Our proposal is to paint a new set of gateway symbols right on the ground, in color and at a scale that they could be easily seen and identified from satellite photos. As these photos are updated Newark would be the first city to speak directly to the Google Earth audience.

On the ground the painting may be, at first, a bit hard to decipher, but the color and scale would separate them from the ordinary traffic lines. They would be painted, for example, on a bridge surface, and under the bridge as well. And maybe even on the ceiling of the bridge bottom. They would wrap around obstructions and be bright enough to cheer up any gray street intersection. They would be unmistakable thresholds of entry to the city.
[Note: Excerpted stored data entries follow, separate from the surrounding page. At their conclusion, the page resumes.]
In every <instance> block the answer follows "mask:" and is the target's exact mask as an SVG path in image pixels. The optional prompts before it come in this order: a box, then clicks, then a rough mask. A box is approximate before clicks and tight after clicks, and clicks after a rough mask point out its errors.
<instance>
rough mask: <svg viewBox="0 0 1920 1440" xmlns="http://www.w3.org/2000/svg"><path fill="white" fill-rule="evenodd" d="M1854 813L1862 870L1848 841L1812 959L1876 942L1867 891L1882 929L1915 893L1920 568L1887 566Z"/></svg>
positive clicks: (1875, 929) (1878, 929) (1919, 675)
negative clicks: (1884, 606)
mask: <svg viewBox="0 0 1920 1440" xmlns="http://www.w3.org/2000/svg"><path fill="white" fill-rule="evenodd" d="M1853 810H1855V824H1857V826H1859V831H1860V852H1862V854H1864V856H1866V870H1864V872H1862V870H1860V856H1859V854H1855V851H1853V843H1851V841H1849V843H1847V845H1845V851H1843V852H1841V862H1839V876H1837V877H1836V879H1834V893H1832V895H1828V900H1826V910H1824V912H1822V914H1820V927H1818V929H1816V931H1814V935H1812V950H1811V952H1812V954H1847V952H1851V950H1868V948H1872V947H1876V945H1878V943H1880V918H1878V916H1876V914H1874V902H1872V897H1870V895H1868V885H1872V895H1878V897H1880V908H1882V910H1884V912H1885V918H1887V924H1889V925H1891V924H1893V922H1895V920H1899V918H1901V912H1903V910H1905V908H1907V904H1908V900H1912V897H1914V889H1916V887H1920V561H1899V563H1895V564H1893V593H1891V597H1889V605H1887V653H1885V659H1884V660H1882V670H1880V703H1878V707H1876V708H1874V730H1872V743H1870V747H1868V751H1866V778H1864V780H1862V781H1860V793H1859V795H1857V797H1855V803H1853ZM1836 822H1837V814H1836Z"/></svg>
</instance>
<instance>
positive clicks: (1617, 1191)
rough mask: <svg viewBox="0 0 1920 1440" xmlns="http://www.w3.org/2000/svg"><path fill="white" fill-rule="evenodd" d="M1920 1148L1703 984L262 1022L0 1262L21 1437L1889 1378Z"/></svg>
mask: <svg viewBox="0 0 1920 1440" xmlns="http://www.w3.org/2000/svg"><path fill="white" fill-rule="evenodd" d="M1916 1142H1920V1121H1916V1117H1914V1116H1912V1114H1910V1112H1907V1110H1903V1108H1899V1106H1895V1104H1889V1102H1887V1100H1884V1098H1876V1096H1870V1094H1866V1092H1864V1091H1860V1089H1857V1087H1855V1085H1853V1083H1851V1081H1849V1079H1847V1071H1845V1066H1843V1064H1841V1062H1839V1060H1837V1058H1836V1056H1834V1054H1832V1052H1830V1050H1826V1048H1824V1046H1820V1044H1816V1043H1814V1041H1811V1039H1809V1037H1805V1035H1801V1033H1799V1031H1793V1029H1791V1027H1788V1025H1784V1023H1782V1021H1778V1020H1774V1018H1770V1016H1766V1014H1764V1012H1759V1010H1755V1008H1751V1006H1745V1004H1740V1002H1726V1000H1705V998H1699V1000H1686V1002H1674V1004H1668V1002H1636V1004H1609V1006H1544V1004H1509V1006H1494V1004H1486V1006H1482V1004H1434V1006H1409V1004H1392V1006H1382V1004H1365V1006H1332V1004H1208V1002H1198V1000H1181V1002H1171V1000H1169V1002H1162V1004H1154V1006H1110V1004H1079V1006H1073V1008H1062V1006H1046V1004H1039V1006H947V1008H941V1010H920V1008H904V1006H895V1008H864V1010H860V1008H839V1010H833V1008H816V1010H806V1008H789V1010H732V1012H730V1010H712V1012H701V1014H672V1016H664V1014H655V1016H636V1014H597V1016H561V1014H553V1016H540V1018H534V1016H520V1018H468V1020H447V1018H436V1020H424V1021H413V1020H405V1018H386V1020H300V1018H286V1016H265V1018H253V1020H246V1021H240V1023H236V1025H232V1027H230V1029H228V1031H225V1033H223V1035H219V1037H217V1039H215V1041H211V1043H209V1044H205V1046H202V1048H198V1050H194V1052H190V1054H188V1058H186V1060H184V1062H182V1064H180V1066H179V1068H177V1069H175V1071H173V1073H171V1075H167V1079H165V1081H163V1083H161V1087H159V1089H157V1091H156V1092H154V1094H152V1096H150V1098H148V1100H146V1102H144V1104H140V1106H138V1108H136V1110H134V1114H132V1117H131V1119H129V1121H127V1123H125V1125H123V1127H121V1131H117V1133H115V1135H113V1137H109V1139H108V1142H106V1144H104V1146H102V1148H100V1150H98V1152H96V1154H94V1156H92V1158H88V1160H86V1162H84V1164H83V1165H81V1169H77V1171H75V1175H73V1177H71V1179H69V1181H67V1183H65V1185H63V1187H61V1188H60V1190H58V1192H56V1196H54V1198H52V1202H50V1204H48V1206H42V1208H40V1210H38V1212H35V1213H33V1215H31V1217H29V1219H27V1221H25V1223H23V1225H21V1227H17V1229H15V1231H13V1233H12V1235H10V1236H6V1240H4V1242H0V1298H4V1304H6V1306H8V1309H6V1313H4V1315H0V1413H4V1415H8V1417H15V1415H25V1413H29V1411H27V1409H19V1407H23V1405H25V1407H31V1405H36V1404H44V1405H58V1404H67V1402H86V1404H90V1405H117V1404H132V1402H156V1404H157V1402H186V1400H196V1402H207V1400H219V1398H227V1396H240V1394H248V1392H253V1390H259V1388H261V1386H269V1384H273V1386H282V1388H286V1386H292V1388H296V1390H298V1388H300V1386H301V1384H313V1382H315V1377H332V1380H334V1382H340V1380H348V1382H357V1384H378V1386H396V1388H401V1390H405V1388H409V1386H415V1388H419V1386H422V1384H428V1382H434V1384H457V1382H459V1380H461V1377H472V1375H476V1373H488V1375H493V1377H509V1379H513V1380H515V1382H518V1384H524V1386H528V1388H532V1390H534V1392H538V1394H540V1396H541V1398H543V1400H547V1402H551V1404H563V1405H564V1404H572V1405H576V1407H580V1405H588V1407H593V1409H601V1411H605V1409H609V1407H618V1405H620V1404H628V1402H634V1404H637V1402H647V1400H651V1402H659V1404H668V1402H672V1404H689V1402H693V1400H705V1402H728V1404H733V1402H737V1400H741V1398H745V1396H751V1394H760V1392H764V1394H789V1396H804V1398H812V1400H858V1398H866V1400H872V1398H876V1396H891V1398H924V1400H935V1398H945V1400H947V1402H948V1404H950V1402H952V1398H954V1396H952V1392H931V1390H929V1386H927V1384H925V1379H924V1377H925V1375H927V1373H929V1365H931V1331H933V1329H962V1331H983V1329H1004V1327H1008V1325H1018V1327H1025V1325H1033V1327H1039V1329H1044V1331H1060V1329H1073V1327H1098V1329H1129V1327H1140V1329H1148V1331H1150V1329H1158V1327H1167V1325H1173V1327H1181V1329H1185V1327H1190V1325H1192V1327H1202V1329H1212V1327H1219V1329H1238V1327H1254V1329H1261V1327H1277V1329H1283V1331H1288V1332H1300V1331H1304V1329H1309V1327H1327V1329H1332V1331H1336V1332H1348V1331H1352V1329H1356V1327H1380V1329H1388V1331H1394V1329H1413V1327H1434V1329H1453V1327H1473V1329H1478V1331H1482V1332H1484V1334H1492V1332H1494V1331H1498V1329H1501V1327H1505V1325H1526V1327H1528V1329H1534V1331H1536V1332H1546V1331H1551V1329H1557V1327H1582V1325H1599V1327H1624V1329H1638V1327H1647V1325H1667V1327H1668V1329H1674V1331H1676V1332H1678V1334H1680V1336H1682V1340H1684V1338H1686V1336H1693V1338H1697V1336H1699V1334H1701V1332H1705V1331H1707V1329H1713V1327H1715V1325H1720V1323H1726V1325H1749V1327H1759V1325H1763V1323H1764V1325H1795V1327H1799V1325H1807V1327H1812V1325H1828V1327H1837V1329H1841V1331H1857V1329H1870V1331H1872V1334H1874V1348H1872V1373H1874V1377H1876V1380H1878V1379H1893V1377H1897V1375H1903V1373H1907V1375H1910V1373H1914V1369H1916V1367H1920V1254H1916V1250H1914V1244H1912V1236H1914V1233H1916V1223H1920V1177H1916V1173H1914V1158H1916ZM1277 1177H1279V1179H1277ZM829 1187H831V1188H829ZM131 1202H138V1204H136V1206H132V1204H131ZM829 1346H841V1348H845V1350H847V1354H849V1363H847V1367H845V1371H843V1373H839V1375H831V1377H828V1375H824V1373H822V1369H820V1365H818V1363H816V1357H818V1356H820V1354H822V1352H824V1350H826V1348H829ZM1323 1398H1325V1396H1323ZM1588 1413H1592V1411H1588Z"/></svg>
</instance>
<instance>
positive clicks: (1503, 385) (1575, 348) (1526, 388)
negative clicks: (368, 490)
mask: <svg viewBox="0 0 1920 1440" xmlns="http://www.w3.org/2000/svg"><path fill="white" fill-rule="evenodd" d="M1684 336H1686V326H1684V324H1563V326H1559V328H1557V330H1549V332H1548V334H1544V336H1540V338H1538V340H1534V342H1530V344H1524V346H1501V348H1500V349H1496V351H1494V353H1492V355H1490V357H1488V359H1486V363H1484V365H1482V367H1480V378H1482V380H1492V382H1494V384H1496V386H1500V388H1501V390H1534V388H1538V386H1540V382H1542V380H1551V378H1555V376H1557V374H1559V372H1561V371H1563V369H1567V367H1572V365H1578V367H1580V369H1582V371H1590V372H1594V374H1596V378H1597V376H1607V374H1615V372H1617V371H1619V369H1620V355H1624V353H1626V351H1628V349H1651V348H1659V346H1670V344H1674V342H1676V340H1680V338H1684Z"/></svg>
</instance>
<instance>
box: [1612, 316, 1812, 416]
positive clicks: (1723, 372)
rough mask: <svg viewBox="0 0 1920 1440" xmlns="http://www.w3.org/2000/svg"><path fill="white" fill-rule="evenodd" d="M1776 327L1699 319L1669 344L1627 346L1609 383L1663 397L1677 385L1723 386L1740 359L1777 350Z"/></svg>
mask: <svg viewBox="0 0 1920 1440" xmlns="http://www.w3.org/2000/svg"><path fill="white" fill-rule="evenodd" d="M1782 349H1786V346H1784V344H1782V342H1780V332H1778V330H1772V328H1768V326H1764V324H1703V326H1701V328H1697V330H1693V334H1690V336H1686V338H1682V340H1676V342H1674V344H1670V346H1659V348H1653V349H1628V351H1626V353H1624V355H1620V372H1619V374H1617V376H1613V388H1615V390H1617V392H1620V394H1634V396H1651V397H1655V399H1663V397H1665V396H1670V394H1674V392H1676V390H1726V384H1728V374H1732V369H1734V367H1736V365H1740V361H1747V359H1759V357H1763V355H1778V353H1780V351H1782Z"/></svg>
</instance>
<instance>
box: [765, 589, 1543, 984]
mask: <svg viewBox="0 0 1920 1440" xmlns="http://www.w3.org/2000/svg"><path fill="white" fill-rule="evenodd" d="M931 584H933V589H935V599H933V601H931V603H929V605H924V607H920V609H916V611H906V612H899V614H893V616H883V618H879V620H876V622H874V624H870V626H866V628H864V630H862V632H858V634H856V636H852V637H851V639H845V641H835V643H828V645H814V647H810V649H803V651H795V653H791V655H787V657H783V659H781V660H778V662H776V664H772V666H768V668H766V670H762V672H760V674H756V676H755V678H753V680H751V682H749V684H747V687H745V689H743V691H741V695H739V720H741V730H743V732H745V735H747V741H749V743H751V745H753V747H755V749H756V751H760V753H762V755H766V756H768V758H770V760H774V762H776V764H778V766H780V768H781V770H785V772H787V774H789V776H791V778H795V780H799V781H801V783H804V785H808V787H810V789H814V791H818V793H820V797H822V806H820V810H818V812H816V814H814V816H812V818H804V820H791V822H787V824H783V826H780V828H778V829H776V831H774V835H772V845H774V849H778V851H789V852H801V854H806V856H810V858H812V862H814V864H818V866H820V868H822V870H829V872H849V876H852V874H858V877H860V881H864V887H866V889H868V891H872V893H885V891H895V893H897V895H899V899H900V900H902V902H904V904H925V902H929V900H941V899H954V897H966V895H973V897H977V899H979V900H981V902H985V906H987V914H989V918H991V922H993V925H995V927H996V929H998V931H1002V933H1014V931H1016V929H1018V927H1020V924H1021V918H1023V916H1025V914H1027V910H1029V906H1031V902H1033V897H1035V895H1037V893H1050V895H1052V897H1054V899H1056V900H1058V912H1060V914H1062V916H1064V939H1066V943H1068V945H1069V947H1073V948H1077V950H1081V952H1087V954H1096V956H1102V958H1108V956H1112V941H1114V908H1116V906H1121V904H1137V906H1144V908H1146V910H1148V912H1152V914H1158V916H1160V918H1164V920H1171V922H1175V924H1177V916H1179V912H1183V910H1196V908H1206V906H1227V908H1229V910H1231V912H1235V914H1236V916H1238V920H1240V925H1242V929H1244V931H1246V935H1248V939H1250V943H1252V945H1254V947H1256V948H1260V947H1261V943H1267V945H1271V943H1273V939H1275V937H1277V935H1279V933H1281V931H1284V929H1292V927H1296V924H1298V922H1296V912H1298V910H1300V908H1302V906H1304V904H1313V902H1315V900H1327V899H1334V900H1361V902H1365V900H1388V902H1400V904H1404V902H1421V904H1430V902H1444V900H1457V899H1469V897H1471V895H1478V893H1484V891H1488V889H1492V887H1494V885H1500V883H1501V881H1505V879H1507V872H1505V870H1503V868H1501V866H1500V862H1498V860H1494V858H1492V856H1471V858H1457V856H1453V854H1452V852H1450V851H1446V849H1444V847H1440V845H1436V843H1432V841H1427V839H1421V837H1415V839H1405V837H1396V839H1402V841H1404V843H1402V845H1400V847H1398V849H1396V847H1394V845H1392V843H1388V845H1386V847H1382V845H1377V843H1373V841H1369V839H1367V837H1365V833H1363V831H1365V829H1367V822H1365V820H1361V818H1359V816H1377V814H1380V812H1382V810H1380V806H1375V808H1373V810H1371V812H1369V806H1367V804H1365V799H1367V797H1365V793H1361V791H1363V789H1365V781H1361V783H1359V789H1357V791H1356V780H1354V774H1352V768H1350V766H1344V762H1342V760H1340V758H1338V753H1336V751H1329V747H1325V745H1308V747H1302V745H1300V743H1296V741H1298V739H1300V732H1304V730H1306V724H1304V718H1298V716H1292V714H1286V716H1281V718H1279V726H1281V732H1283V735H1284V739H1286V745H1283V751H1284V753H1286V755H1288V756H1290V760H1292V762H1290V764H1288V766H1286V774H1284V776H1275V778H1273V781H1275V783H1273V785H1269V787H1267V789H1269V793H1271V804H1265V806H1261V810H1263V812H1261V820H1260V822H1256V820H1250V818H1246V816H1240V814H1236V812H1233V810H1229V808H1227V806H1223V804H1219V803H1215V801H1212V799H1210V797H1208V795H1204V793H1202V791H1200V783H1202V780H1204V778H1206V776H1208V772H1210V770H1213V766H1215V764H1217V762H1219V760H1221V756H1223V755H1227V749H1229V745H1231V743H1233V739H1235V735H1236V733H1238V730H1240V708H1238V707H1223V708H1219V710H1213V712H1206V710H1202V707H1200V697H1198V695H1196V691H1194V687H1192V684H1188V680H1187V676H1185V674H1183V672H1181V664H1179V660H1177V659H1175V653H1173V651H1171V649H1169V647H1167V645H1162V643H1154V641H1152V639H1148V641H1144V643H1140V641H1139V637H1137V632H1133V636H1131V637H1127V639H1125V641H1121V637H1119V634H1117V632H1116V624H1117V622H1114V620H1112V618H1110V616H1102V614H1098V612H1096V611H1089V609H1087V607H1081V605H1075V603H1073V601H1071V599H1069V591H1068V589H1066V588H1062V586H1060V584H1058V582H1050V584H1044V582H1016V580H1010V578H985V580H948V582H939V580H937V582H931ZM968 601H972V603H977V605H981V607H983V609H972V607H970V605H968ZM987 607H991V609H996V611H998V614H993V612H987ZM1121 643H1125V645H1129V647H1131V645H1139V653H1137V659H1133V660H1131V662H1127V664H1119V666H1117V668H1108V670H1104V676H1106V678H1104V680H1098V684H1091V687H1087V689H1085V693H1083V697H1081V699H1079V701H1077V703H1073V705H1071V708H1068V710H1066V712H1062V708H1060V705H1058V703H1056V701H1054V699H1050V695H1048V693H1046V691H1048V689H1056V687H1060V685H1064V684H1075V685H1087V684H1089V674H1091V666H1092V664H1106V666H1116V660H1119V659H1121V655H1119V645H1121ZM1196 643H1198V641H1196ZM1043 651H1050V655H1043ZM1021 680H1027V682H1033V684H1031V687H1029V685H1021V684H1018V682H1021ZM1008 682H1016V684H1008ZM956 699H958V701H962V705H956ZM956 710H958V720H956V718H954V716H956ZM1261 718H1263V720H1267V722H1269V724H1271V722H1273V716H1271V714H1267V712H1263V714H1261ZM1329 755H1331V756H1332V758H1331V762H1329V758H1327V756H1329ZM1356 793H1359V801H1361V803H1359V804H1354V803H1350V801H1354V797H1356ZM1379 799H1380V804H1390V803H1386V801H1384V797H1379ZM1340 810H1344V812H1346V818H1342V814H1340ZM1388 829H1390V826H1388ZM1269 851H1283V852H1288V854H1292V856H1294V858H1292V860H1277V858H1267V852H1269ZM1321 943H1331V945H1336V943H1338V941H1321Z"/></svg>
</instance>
To explain these marks to the earthbound visitor we propose lighted signs displaying the satellite images, and a subtle arrow pointing back down to the ground. The color would help viewers make the leap, but a little bit of mystery wouldn’t be a bad thing.

Designing the symbols we borrowed a bit from map notations, a bit from early alphabets, and a little bit from crop circles. They could be re-thought to be more connected to the history of the location, or to the current residents, or to other events, and we think there should be some local pride about the symbols; these are, after all, neighborhoods.


With paint, and little else, Newark can define itself in real space, and in cyber-space; it can celebrate its entry points, and talk to a global audience, all in one stroke.

This is, we hope, a way of both bringing Newark to the world, and bringing the world to Newark.